Instrumenting a Java app

You need the instrumentation described in the section above + instrumentation described in this section

We need a Java agent to collect more detailed Java-specific traces. Add the following to your Dockerfile e.g. after the RUN statement where we installed perf:

RUN cd /root && wget https://github.com/jvm-profiling-tools/perf-map-agent/archive/master.zip && unzip master.zip && rm -f master.zip && \
    cd /root/perf-map-agent-master && \
    sed -i '/find_package(Java REQUIRED)/Q' CMakeLists.txt && \
    export PATH=$JAVA_HOME/bin:$PATH && cmake . && make && \
    cd src/java && javac -d ../../out *.java && cd ../../out && jar -cvfe libperfagent.jar net.virtualvoid.perf.AttachOnce net/virtualvoid/perf && \
    cd /root/perf-map-agent-master && \
    cp out/libperfmap.so /libperfmap.so && cp out/libperfagent.jar /libperfagent.jar && \
    rm -rf /root/perf-map-agent-master

RUN cd /root && wget https://github.com/dcapwell/lightweight-java-profiler/archive/master.zip && unzip master.zip && rm -f master.zip && \
    cd /root/lightweight-java-profiler-master && \
    sed -i "s/static const int kNumInterrupts = 100;/static const int kNumInterrupts = $PROFILER_FREQ;/" src/globals.h && \
    make && \
    cp /root/lightweight-java-profiler-master/build-64/liblagent.so /liblagent.so && \
    rm -rf /root/lightweight-java-profiler-master

We compile the Java agent directly in the image rather than copying a pre-compiled agent. This way we avoid problems when the host and the container have different versions of Java.

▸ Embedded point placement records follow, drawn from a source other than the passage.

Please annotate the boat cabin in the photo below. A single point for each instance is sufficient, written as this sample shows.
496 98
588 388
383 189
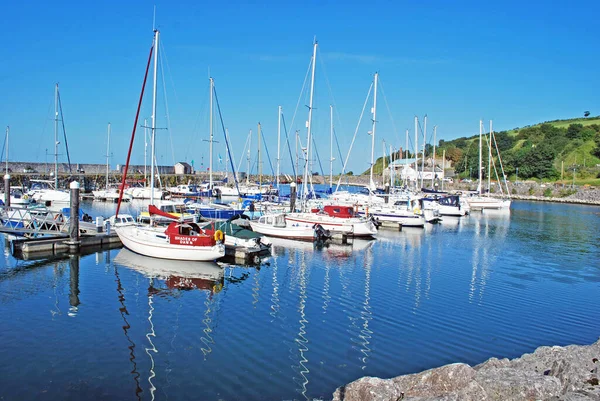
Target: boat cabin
273 220
189 234
339 211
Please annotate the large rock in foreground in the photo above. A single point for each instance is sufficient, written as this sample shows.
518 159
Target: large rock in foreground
550 373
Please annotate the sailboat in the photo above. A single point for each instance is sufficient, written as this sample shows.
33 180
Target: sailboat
343 220
180 240
479 201
46 192
17 195
110 194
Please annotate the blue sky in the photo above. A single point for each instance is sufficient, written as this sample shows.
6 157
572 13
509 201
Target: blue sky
517 63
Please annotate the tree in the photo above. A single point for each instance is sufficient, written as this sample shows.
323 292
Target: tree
574 130
454 154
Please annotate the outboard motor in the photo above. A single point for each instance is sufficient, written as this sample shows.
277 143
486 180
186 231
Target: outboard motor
375 222
321 234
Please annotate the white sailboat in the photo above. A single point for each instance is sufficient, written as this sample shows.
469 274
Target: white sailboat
180 240
481 202
46 192
110 193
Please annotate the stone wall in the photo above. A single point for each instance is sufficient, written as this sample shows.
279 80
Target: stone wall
550 373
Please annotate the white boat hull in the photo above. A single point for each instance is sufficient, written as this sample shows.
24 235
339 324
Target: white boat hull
153 242
303 232
480 202
355 227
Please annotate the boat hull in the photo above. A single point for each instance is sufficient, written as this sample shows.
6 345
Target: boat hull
352 226
149 241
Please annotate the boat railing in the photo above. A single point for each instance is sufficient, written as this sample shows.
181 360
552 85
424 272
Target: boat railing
32 221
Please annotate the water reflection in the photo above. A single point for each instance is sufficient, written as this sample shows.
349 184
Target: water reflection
177 274
490 230
126 327
74 284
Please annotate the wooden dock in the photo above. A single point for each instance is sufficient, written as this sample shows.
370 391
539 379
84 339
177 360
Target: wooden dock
60 245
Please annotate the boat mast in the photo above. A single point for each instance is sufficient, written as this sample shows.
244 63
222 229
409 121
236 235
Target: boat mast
480 161
248 158
210 183
107 155
490 160
56 137
153 138
309 122
331 159
433 168
7 131
374 112
226 154
383 155
259 167
424 145
297 156
416 151
145 151
278 145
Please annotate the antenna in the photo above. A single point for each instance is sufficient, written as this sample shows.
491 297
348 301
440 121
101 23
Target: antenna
154 19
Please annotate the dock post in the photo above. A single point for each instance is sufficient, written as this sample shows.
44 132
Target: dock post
74 284
74 220
7 190
292 196
387 192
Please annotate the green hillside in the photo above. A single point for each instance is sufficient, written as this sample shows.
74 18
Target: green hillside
544 151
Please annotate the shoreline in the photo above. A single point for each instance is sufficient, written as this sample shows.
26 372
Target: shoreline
556 373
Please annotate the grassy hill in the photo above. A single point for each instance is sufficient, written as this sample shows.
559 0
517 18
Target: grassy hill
545 151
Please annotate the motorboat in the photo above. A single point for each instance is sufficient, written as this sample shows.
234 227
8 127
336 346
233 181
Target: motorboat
276 225
179 241
336 218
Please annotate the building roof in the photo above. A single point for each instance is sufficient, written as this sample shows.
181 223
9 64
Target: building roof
403 162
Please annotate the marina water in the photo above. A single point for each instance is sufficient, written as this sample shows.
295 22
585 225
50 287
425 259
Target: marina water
308 319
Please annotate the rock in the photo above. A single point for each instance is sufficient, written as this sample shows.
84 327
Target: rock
550 373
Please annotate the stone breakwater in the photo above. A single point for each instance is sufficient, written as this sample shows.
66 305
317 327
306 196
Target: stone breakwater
550 373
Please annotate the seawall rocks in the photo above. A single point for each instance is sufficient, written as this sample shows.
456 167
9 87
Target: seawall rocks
550 373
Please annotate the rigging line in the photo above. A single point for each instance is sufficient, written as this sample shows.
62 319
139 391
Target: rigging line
338 145
318 158
301 92
287 139
203 111
162 74
137 115
62 121
354 137
329 88
243 152
267 150
3 148
225 135
42 135
388 109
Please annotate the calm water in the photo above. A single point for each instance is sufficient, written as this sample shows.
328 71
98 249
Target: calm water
111 326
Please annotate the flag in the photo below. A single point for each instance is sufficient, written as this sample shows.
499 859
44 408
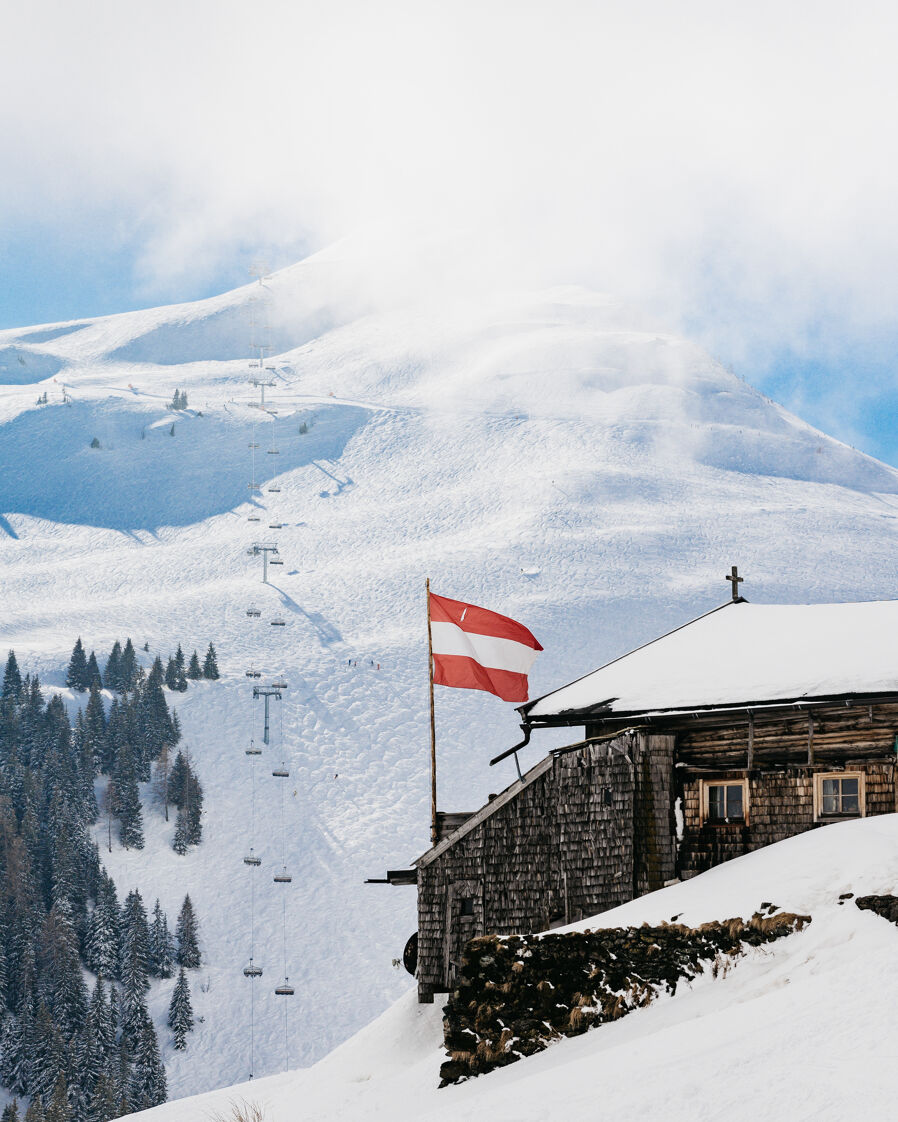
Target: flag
479 650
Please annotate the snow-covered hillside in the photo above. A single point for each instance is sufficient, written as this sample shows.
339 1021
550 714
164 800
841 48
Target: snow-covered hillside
798 1029
546 454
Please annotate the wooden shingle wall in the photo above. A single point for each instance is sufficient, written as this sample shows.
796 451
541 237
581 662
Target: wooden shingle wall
654 834
780 806
561 848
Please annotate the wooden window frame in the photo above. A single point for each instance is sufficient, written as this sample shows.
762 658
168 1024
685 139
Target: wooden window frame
819 776
707 784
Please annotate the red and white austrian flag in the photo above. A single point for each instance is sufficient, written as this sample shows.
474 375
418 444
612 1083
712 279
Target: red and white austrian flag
479 650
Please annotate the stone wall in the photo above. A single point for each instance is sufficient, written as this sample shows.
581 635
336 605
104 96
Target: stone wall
515 995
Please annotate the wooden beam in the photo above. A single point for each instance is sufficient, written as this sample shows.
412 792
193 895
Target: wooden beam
751 741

The updated script.sh would look like this:

java -XX:+PreserveFramePointer -agentpath:/liblagent.so -jar /target/perftest-1.0.0-jar-with-dependencies.jar &
PID=$!
java -jar /libperfagent.jar $PID &

#perf record
PROFILER_FREQ=$(cat /.profiler)
perf record -e cpu-clock -F $PROFILER_FREQ -p $PID -a -g -o /data/perf.data &

wait

cp /tmp/perf*.map /data/perf-$PID.map
cp traces.txt /data/traces.txt

In addition to perf.data, this will produce a perf-*.map and a traces.txt file in /data.

You need to mount this /data volume and run the container with additional capabilities. See end of previous section.

Analyzing traces

The script demo.sh show how to:

In this script, each configuration is built and executed several times, with the profiling set at three different frequencies. The goal is to maximize the number of traces caught by the profiler. Since it is not meant for production, go for high frequencies.

demo.sh is self-documented through comments... :-)

Viewing the traces

Folder profiling contains aggregated traces about all configurations, including flamegraphs for Java calls and for systems calls.

Each configuration also contains a profiling folder with traces for this configuration, flamegraphs (Java and systems calls) and diff flamegraphs comparing this configuration to the aggregated traces.